Ainsi, dans l'analyse et l'explication par H. Arendt du fascisme par son opposition à la démocratie libérale, on trouve des descriptions aussi édifiantes que celle des oppositions homonymes entre société de classes ou d'intérêts et sociétés de masses atomisées ; entre le règne des « droits de l'homme » et son déclin ; entre un « État libéral » qui laisse le peuple tranquille – l'histoire du laitier de Churchill – et l'État totalitaire qui l'incarne ; entre sociétés à « représentants démocratiques » et sociétés à élites autoritaires ; entre sociétés à « propagande éclairée » et sociétés à endoctrinements systématiques et messages publics ; entre sociétés à institutions « autonomes » entre l'individu et l'État et sociétés à institutions étatiques ; entre des sociétés à concurrence politique « libre et pluraliste » et des sociétés à État monolithique, etc. Il n'y a rien que la psychologie de la « personnalité autoritaire » d'Arendt ne nous ait épargné : le responsable en est, on le sait, Adorno.
Tout cela est d'autant plus remarquable que ce courant de pensée anglo-saxon, qui n'est pas lié au courant "conservateur-réactionnaire" de la "majorité silencieuse", vient précisément et principalement des libéraux - les libéraux - qui en d'autres occasions n'ont cessé de susciter des consciences critiques et malheureuses de la société occidentale.

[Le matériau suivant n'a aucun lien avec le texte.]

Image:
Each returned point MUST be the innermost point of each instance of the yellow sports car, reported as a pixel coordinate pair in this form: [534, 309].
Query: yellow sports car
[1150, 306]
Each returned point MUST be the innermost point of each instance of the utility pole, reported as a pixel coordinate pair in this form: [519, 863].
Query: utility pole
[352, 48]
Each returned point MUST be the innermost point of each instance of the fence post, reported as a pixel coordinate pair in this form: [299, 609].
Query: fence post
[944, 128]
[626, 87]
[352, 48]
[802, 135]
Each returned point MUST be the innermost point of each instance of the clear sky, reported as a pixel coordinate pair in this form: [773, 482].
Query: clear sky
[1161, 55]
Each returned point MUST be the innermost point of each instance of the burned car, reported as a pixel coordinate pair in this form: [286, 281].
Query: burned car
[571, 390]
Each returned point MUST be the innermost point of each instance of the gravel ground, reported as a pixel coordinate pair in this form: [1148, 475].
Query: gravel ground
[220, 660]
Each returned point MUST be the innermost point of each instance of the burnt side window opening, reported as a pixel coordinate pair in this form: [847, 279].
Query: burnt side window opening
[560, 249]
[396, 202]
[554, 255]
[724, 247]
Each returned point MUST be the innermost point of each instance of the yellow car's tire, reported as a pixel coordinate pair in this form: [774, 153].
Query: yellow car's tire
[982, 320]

Cependant, il faut souligner qu'il y a eu des analyses, même aux États-Unis, par des radicaux - les les radicaux – sur le nazisme, principalement l'œuvre de Franz Neumann Behemoth, d'une autre portée que celle d'Arendt, mais qui, malgré les efforts de W. Mills, restera presque totalement inconnue.

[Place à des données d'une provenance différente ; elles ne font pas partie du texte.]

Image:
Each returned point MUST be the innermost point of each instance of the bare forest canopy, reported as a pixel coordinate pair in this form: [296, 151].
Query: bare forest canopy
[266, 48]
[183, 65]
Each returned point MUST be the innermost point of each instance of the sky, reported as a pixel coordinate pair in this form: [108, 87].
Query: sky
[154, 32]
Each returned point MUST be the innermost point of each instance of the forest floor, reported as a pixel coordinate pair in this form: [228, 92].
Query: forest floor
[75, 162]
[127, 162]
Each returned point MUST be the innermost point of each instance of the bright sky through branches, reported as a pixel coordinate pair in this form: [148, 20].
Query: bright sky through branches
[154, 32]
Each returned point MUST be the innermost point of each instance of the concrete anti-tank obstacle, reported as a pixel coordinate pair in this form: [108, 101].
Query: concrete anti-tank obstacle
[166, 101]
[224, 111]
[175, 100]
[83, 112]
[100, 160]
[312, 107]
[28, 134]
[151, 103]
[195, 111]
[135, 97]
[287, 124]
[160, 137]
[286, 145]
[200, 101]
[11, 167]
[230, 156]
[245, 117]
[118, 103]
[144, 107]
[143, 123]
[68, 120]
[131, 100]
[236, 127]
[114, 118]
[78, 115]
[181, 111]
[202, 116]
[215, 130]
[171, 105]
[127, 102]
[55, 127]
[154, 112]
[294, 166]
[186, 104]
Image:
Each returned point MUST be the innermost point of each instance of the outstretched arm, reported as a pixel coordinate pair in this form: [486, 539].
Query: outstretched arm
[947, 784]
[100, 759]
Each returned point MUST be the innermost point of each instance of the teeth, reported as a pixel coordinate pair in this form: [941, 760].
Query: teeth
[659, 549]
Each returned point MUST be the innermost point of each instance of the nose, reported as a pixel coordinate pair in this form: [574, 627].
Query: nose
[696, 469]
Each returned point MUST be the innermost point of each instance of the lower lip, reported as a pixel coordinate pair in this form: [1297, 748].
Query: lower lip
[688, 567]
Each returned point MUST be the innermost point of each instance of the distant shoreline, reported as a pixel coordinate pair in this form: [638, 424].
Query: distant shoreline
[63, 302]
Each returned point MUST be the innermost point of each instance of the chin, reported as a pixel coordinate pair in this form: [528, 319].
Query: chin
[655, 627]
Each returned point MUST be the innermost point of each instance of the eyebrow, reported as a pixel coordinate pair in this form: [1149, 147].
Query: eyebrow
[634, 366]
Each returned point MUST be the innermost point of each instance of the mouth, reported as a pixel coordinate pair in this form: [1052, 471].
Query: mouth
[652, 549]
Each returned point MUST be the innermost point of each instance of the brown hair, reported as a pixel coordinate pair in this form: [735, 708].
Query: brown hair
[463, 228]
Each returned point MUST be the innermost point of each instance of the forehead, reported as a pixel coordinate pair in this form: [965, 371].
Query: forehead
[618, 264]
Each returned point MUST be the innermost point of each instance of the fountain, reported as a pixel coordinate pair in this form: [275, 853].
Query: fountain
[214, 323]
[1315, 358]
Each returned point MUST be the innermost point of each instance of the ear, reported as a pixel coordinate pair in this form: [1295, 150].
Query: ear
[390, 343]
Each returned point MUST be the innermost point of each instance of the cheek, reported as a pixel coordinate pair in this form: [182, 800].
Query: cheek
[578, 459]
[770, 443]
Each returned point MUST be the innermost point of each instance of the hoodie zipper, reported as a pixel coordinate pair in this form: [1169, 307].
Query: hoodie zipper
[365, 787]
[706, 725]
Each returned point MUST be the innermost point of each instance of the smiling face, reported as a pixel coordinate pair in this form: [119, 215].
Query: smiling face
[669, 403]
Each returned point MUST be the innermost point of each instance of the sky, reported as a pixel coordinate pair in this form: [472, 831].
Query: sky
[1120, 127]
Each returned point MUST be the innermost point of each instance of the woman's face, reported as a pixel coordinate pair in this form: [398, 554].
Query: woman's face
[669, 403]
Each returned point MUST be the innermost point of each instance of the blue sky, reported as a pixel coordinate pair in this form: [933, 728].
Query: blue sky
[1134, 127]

Quant à H. Arendt, nous ne pouvons que répéter, mutatis mutandis, les remarques que nous avons faites à propos de Faye : le fascisme et les autres formes de l'État bourgeois sont toutes des formes de l'État capitaliste. Cela ne signifie pas qu'il n'y a pas de différences importantes entre ces formes, ou qu'il existe une simple continuité linéaire entre elles. Mais localiser avec précision les relations et les différences et les expliquer est ce que H. Arendt échoue. Pourtant, il ne fait aucun doute qu'en analysant le fascisme concret, on trouve chez Arendt des informations et des descriptions assez intéressantes et qui rompent avec l'ineptie de certains de ses disciples : Kornhauser, par exemple ; mais ceci est une autre question.

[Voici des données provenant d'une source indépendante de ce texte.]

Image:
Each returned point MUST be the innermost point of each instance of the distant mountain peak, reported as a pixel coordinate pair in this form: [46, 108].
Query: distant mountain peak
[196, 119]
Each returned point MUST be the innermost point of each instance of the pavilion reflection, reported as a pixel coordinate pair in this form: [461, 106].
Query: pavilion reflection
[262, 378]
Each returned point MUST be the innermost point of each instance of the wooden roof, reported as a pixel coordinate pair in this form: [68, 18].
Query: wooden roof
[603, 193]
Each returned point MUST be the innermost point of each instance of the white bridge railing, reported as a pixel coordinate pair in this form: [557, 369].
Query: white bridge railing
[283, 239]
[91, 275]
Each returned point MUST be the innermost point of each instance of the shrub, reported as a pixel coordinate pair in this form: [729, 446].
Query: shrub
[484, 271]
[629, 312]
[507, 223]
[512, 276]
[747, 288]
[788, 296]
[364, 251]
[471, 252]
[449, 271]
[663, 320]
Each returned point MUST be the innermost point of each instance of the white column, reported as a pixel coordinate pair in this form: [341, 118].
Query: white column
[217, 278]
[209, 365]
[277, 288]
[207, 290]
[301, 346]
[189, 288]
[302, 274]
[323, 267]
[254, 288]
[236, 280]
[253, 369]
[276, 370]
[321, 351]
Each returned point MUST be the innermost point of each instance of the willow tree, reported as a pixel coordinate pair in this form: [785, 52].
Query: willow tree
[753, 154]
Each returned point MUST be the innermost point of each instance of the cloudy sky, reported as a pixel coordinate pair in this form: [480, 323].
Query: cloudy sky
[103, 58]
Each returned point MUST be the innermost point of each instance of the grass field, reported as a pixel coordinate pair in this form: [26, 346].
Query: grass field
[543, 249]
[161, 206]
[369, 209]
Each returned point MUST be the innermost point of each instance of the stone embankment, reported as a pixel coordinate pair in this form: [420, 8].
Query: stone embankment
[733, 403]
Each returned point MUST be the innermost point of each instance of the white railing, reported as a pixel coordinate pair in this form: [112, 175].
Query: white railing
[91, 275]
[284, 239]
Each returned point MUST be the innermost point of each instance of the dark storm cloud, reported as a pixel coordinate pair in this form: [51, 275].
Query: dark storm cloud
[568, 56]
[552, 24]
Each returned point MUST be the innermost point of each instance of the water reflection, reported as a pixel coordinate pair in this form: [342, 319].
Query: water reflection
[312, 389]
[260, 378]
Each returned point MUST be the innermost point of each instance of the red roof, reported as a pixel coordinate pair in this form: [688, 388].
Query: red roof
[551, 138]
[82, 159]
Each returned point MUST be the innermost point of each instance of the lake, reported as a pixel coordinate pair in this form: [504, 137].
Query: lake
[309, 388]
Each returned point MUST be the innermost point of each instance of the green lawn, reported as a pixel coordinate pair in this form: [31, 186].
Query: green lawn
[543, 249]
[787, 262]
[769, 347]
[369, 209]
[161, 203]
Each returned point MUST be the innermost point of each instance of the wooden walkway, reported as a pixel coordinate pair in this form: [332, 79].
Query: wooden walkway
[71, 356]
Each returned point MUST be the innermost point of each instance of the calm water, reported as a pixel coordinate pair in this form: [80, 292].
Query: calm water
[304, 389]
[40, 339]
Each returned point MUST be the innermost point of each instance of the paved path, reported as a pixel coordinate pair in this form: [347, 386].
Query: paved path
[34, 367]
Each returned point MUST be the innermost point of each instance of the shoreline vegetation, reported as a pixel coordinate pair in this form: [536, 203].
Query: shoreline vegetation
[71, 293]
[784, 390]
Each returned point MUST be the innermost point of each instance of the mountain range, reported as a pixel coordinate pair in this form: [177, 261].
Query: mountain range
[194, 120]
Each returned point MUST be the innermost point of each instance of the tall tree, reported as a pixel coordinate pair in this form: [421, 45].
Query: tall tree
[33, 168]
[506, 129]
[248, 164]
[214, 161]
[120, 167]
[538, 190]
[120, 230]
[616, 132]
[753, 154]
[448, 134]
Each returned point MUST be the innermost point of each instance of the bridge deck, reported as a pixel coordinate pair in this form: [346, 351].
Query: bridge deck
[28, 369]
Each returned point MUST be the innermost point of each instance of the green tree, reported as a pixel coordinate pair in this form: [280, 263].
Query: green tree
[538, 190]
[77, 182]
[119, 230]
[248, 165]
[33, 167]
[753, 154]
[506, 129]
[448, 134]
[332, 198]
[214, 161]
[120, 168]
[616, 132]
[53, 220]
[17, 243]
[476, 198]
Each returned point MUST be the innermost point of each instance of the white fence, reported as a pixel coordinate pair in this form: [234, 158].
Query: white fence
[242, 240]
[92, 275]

*Nicos Poulantzas (1936-1979) a été professeur de sociologie à Université de Paris VIII. Auteur, entre autres livres de fascisme et dictature (Martins Fontès).
Traduction: Théo Santiago.
Article initialement publié dans le magazine français Tel Quel, nº 53, avec pour titre « Note à propos du totalitarisme ».
notes
Théorie du récit, p. 24 43.
Théorie du récit,P. 127 et suiv.
Langues totalitaires,P. 317 et suiv.
fascisme italien, P 13.
Théorie du récit, P 70.
Langues totalitaires,P. 79 et suiv.
Théorie du récit, p. 88
fascisme et dictature. Traduction brésilienne : fascisme et dictature (Martins Fontès).